[Ppnews] Breaking Private Manning
Political Prisoner News
ppnews at freedomarchives.org
Tue Nov 27 12:10:28 EST 2012
November 27, 2012
http://www.counterpunch.org/2012/11/27/breaking-private-manning/
Bradley Manning is being punished -- and tortured -- for a crime that
amounts to believing one's highest duty is to the American people and
not the American government
Breaking Private Manning
by MICHAEL RATNER
By the time the 23-year-old soldier's court martial starts on February
4, 2013, Bradley Manning will have spent 983 days in prison, including
nine months in solitary confinement, without having been convicted of a
single crime. This week, in pre-trail hearings, a military court is
reviewing evidence that the conditions under which he has been held
constitute torture. These conditions include the nine-month period spent
23 hours a day in a six-by-eight-foot cell where he was forbidden to lie
down or even lean against a wall when he was not sleeping -- and when he
was allowed to sleep at night, officers woke him every five minutes --
and where he was subjected to daily strip searches and forced nudity.
The UN Special Rapporteur for Torture has already found this amounted to
cruel, inhuman and degrading treatment, and possibly torture.
For almost three years Manning has endured intense physical and mental
pressure, all designed to force him to implicate WikiLeaks and its
publisher Julian Assange in an alleged conspiracy to commit espionage.
It is also a message to would-be whistleblowers: the U.S. government
will not be gentle.
"[If] you saw incredible things, awful things... things that
belonged in the public domain, and not on some server stored in a
dark room in Washington, D.C.... what would you do? ... It's
important that it gets out...it might actually change something...
hopefully worldwide discussion, debates, and reforms..."
These are purportedly Manning's words*, and that is change many of us
would like to believe in: that if you give people the truth about their
government's unlawful activities, and the freedom to discuss it, they
will hold their elected officials accountable.
But it is one thing to talk about transparency, the lifeblood of
democracy, and even to campaign on it -- in 2008, candidate Obama said,
"Government whistleblowers are part of a healthy democracy and must be
protected from reprisal" -- and another thing to act on it.
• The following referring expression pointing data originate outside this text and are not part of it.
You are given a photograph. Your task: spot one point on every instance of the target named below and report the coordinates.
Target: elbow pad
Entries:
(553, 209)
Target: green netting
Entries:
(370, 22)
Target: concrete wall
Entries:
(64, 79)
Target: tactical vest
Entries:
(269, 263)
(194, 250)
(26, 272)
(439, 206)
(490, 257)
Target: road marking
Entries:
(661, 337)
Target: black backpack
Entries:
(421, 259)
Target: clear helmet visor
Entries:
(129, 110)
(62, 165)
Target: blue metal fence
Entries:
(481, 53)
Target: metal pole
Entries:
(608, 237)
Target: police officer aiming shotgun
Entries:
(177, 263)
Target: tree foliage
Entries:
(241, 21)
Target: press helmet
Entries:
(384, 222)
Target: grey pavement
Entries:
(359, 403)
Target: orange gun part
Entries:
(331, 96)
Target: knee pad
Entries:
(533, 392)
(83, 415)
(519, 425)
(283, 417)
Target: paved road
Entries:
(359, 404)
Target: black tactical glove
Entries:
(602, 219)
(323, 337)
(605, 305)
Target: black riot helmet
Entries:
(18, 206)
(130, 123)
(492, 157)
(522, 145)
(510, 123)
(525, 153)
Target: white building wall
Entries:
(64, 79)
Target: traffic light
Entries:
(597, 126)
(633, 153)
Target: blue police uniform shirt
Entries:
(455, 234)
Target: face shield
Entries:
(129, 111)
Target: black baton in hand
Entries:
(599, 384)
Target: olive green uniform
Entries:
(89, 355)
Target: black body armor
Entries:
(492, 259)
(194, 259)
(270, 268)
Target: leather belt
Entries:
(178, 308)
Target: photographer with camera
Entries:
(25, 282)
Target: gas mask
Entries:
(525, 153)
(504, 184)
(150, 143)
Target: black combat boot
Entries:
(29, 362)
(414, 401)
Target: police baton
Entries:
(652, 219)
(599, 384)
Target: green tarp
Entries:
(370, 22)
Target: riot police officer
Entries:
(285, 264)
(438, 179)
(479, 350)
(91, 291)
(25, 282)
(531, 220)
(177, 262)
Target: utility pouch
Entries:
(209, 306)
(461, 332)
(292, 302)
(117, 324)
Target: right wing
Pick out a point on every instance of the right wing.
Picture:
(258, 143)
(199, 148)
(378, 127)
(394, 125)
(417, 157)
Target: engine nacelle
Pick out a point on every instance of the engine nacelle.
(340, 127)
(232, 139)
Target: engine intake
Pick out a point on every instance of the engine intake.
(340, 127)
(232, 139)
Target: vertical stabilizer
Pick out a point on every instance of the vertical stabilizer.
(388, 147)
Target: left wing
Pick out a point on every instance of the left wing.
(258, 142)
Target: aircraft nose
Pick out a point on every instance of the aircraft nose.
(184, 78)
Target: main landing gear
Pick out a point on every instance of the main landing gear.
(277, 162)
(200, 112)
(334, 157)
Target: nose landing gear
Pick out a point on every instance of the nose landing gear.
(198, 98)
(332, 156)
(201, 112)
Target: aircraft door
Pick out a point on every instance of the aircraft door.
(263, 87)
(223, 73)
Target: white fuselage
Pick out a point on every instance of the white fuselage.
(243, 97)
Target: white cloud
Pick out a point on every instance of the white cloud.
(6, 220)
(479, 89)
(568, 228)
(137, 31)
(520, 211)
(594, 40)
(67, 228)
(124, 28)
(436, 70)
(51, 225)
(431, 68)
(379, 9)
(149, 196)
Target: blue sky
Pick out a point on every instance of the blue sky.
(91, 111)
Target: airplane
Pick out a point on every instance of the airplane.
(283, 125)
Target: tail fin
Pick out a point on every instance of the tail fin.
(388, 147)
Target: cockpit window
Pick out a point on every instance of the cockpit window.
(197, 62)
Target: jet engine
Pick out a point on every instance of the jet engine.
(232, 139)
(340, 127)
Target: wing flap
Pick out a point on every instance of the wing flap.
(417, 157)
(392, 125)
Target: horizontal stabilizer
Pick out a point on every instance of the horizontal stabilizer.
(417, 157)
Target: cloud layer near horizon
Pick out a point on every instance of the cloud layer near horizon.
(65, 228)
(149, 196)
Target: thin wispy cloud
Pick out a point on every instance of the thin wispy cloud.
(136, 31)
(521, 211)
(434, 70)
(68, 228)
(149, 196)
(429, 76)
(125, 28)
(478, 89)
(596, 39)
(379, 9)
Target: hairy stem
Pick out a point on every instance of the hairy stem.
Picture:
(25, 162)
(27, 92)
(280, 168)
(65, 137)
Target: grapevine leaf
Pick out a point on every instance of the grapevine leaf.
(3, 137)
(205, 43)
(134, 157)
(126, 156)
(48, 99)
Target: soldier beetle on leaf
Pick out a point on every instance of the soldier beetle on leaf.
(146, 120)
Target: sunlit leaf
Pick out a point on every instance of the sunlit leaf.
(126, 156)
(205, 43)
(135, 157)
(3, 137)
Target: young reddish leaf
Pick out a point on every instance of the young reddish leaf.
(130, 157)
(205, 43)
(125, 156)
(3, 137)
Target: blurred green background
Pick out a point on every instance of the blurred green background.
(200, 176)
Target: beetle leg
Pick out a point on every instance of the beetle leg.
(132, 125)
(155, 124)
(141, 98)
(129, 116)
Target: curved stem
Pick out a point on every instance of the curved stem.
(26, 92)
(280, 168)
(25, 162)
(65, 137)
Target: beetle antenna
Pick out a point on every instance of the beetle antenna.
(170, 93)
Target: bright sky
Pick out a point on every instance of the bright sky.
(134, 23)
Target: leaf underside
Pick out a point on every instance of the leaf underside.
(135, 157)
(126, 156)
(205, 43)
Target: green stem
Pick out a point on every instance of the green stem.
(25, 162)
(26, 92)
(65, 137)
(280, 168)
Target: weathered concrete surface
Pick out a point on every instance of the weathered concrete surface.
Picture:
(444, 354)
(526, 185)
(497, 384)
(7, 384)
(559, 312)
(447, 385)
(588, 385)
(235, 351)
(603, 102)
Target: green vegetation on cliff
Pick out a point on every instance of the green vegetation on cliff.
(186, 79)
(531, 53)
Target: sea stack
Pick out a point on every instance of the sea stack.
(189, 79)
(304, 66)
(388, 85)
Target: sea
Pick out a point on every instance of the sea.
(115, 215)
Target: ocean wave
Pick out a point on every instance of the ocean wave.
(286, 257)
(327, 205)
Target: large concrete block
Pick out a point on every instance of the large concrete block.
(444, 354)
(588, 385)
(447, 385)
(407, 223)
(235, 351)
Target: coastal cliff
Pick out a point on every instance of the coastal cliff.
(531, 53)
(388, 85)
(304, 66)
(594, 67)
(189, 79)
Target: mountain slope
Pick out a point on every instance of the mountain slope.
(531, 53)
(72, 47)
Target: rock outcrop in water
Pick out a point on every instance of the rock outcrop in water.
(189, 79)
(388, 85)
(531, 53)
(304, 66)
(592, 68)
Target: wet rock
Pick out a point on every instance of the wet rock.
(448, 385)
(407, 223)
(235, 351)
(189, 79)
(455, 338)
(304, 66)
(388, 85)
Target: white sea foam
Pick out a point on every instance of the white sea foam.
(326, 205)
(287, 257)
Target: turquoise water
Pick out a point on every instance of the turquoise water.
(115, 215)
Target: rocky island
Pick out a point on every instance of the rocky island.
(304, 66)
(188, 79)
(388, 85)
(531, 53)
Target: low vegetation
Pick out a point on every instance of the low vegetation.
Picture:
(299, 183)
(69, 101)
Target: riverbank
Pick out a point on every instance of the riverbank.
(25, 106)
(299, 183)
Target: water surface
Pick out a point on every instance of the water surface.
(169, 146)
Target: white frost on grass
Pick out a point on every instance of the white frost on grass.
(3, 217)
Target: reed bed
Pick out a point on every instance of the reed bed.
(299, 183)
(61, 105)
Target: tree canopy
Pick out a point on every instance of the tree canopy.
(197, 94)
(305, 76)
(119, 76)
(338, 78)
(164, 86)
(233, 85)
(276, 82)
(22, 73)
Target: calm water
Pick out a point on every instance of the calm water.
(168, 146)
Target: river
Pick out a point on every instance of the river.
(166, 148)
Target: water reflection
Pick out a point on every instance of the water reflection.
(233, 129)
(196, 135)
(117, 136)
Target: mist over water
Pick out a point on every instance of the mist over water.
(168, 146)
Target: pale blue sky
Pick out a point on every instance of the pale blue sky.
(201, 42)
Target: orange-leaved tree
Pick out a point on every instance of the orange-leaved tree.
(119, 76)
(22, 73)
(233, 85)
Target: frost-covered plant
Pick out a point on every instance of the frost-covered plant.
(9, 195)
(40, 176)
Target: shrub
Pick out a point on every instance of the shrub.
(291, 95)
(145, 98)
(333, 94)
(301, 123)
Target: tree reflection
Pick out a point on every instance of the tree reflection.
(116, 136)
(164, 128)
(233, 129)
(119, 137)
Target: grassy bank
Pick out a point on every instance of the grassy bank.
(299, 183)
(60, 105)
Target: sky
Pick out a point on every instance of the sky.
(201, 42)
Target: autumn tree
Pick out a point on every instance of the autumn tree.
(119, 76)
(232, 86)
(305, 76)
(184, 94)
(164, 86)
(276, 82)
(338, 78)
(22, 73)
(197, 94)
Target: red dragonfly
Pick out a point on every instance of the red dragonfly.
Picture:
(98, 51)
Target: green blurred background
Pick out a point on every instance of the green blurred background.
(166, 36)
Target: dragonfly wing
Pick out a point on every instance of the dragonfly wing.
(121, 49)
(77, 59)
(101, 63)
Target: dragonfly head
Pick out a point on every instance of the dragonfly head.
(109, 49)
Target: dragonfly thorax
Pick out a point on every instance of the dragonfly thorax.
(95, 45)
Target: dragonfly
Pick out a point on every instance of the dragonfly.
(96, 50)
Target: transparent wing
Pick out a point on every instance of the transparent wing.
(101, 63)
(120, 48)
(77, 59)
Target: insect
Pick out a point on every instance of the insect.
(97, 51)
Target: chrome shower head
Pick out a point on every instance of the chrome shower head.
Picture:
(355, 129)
On a
fundamental level, Manning is being punished, without being convicted,
for a crime that amounts to having the courage to act on the belief that
without an informed public our republic is seriously compromised. Or, as
he is quoted saying, for wanting "people to see the truth... regardless
of who they are... because without information, you cannot make informed
decisions as a public."
The U.S. government is intent on creating a portrait of Manning as a
traitor who aided and abetted Al Qaeda by releasing classified
information into the public domain. But what actually occurred was that
documents were sent anonymously to WikiLeaks, which published them in
collaboration with /The New York Times/, /The Guardian/ and other news
media for the benefit of the general public, much like the Pentagon
Papers were published a generation ago.
The emails the prosecution is using to try to prove Manning was the
source of the leaks also depict the side of the story they want to hide,
that of a young soldier grappling with the dilemma of a would-be
whistleblower who knows he is taking great risks by exposing the
state-sponsored crimes and abuses he witnessed, the "almost criminal
political back-dealings... the non-PR-versions of world events and
crises," as he is quoted describing them to the confidant who ultimately
betrayed him.
"I will officially give up on the society we have if nothing
happens." One can't help wondering what Manning must think now, after
so long under such brutal conditions of confinement. Did he expect the
government to punish him in such a disproportionate and unlawful manner?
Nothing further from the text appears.